Although I never went much beyond the "tensionality" modality, except for an occasional foray into "detensionality", walking for hours and completing ritualized chanting in temples, I I have certainly tasted this existential opening of the heart and mind. attitude. Since they push us into nature and facilitate encounters with humans and other beings, sentient and non-sentient, I believe that pilgrimages have the potential not only to help us in the aforementioned life practices, but also to facilitate the cognitive transformation that many Buddhist thinkers and practitioners believe fills us with wisdom (prajna) and compassion (Karuna). This is the heart of Mahāyāna Buddhism.
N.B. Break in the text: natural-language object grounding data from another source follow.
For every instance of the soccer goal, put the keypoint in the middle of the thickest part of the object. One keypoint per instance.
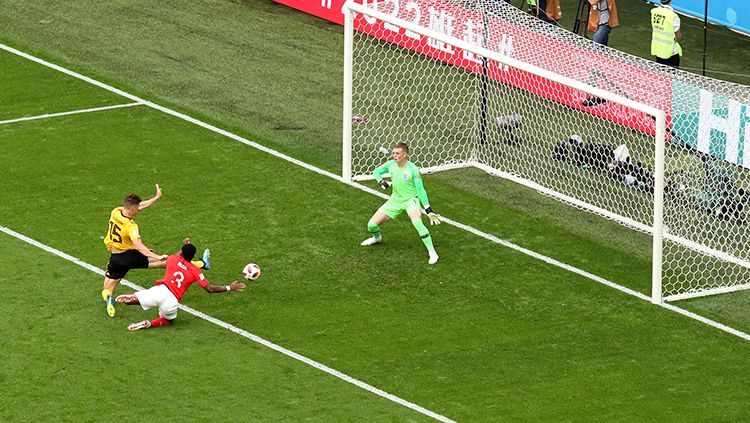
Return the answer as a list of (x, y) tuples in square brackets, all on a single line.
[(480, 84)]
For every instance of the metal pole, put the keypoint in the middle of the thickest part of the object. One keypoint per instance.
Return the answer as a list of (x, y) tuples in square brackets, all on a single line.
[(346, 148), (483, 82), (705, 35)]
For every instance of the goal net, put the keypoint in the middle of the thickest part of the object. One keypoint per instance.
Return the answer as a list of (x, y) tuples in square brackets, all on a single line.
[(481, 84)]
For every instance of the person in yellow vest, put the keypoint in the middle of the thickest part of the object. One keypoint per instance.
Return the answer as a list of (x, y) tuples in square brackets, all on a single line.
[(665, 35), (546, 10), (127, 251), (602, 18)]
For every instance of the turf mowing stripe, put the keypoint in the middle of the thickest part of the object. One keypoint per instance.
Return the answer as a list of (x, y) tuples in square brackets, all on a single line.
[(241, 332), (72, 112), (312, 168)]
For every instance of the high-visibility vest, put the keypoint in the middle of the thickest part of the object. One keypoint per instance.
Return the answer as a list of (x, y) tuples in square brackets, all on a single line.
[(663, 39)]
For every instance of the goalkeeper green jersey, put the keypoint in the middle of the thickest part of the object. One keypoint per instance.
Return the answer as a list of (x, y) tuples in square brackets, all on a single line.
[(406, 181)]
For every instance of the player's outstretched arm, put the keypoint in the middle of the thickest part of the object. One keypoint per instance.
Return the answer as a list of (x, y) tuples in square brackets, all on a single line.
[(146, 203), (147, 251), (435, 218), (234, 286)]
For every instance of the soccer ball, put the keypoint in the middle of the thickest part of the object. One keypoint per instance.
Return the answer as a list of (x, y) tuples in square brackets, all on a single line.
[(251, 272)]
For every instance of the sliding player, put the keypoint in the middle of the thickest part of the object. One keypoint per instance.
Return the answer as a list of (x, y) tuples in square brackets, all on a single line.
[(127, 251), (408, 192)]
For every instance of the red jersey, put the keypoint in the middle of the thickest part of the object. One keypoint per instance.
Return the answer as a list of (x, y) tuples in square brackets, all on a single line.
[(180, 274)]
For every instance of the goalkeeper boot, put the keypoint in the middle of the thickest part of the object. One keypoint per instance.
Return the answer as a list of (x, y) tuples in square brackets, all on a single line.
[(371, 241), (206, 259), (127, 299), (145, 324), (111, 306)]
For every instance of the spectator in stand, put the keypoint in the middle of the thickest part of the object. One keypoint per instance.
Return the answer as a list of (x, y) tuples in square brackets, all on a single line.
[(602, 18)]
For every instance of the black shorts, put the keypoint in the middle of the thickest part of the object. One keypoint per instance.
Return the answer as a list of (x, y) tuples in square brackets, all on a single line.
[(120, 263)]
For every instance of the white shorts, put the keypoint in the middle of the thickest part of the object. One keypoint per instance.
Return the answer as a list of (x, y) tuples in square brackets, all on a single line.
[(159, 296)]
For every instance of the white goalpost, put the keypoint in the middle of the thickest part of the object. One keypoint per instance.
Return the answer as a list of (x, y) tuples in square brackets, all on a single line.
[(468, 85)]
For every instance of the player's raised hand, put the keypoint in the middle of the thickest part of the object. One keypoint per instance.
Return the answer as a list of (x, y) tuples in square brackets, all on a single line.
[(236, 286), (434, 217)]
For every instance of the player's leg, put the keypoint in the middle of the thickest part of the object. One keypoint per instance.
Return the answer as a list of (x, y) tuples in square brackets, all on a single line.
[(415, 215), (389, 210), (127, 299), (373, 226), (205, 261)]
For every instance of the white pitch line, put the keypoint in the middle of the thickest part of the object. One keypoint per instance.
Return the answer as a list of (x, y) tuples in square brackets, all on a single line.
[(312, 168), (72, 112), (241, 332)]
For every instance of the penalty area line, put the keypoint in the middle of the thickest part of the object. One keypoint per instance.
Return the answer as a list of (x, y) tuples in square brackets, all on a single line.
[(72, 112), (241, 332), (364, 188)]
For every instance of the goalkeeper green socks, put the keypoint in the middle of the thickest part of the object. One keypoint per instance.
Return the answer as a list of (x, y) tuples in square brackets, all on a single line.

Pages in a nōkyōchō, a book to collect the stamps and seals of the 88 temples. Photo of the author

Religion as practice: the Shikoku pilgrimage in Japan (BDG)
Who Am I — Self-Discovery in Japanese Zen Practice (BDG)
Ōkubo, Dōshū, ed. 1969-70. Dogen Zenji Zenshū (Complete works of Zen master Dōgen). Two volumes. Ed. Tokyo: Chikuma Shobō. (Abbreviation DZZ), 1:7.
DZZ 1:89.
Gereon Kopf, “Considering multicultural and multidisciplinary engagement: lessons learned from images of the meeting of the twelve wolves”, Culture and dialogue Flight. 10, no. 1 (July 2022), 60-94, 89. Shigenori Nagatomo, Harmonization throughout the body. Albany: SUNY Press, 1992, 224-49.

photo of author

Francois Leclercq

François Leclercq is the founder of Buddhist News, a website which aims to disseminate information and practical advice on Buddhism and spirituality. François Leclercq was born and raised in Paris. He studied Buddhism at the University of Paris-Sorbonne, where he graduated in social sciences and psychology. After graduating, he devoted himself to his passion for Buddhism and traveled the world to study and learn about different practices. He notably visited Tibet, Nepal, Thailand, Japan and China.